EMTC President Joyce Hedlund said she agreed to serve on the committee but was surprised to see Cargol enumerate “co-locating at EMTC” among a list of options that UC was considering in a letter that was published by the Bangor Daily News last week.
Although EMTC does have about 60 dorm spaces that are not occupied, Hedlund did not suggest that UC share its campus. She said any agreement with UC would be very complex and that she is concerned about maintaining a high-quality technical education program.
While university officials want to move slowly, city officials are lining up behind a possible move to downtown, which was proposed by Sen. Mary Cathcart, D-Orono, last month.
“It would be a good thing for downtown,” said City Manager Edward Barrett. He said having the campus downtown would help local businesses while making UC more easily accessible to a greater number of people.
He said the city of Bangor is interested in developing the land where UC is currently housed in rundown buildings, many of them left over from Dow Air Force Base. He said the land could be used for a business park, as much of the adjacent land already is.
Airport Manager Bob Ziegelaar is also interested in seeing UC move to a new location. He said he would support a move either to downtown or to the EMTC campus, so the current location can be developed.
City Councilor Joseph Baldacci said a move to downtown would help UC attract more students. He said a downtown location, with its proximity to restaurants, a central bus stop and offices that offer internship possibilities, would help the school develop a stronger identity.

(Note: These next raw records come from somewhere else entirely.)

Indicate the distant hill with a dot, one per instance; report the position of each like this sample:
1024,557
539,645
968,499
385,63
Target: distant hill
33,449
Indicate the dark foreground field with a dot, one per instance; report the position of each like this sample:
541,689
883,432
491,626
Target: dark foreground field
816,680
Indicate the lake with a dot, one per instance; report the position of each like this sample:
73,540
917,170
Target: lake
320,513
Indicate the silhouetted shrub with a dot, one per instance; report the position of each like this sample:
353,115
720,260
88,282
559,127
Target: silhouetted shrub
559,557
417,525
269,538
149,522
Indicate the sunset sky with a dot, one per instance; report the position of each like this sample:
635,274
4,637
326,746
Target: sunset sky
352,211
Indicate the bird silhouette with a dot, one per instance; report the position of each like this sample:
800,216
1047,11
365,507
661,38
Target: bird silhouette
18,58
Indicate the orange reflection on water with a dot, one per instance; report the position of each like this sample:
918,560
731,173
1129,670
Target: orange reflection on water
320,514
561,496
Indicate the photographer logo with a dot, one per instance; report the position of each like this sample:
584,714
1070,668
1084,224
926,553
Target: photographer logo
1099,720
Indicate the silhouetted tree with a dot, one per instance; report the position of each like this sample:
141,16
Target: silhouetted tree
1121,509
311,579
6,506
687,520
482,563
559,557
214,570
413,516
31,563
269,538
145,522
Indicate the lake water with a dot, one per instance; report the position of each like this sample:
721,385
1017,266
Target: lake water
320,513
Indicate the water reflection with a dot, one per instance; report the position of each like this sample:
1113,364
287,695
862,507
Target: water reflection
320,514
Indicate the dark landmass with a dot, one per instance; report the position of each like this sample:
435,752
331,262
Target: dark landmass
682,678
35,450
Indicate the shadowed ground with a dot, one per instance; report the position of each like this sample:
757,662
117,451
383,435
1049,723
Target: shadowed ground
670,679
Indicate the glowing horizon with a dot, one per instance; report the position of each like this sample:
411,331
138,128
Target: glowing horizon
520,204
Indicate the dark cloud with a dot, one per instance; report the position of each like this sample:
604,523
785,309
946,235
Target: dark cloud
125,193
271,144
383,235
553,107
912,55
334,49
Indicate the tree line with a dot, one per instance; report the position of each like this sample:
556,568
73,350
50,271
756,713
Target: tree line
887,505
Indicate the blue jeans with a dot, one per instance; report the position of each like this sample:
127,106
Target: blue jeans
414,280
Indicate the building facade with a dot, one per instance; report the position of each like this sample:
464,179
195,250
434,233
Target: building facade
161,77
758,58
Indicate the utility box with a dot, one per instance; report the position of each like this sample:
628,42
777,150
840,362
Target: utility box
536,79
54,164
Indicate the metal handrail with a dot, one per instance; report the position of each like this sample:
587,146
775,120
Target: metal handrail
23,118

Baldacci also said he would like to see the university reinvest in the city some of the money it received from the sale of the property on Ohio Street. The Maine State Housing Authority bought the land with the help of $500,000 from the city.
“Bangor has a wonderful downtown but it needs people in it,” said Sen. Cathcart. She wrote to University of Maine System Chancellor Terry MacTaggart proposing the move after she and her husband visited Burlington, Vt., and her husband remarked that it would be nice if Bangor had an urban campus, too.
“It would be mutually beneficial,” she said.
Included in Cathcart’s plan is the prickly issue of reaffiliating UC with the Orono campus. Two years ago the Bangor campus, which has no dormitories and no cafeteria, was severed from UM as the Orono campus rid itself of two-year programs. University College then became part of the University of Maine at Augusta, which also has a campus in Lewiston-Auburn. Some have wondered why UC is affiliated with the Augusta campus while UM is only 15 miles away and some students take classes both in Bangor and Orono.
Cathcart is now pushing to have UC reaffiliated with the Orono campus.
UM President Frederick Hutchinson, who is retiring later this month, has reiterated several times that he will not reconsider the decision to cut its ties with University College.
Bangor officials have said they will steer clear of the controversy.
Still, there are other issues to be worked out. One potential stumbling block to a downtown location is the lack of parking.
“It’s promising. It’s interesting. But we need to sit down and talk about the pros and cons,” said John Rohman, president of the Bangor Region Chamber of Commerce.
If such a move were to take place, it would not be the first time Bangor has a college downtown. From its founding in 1898 until 1967, Husson College had three different downtown locations. In 1968, the business college moved to its current location on the outskirts of town.
“It might be nice for downtown,” said Paul Husson, fondly remembering the days when his father’s college was located on Park Street, across from the Thomas Rod Co., the maker of much sought-after fly fishing rods. “I hope it succeeds.”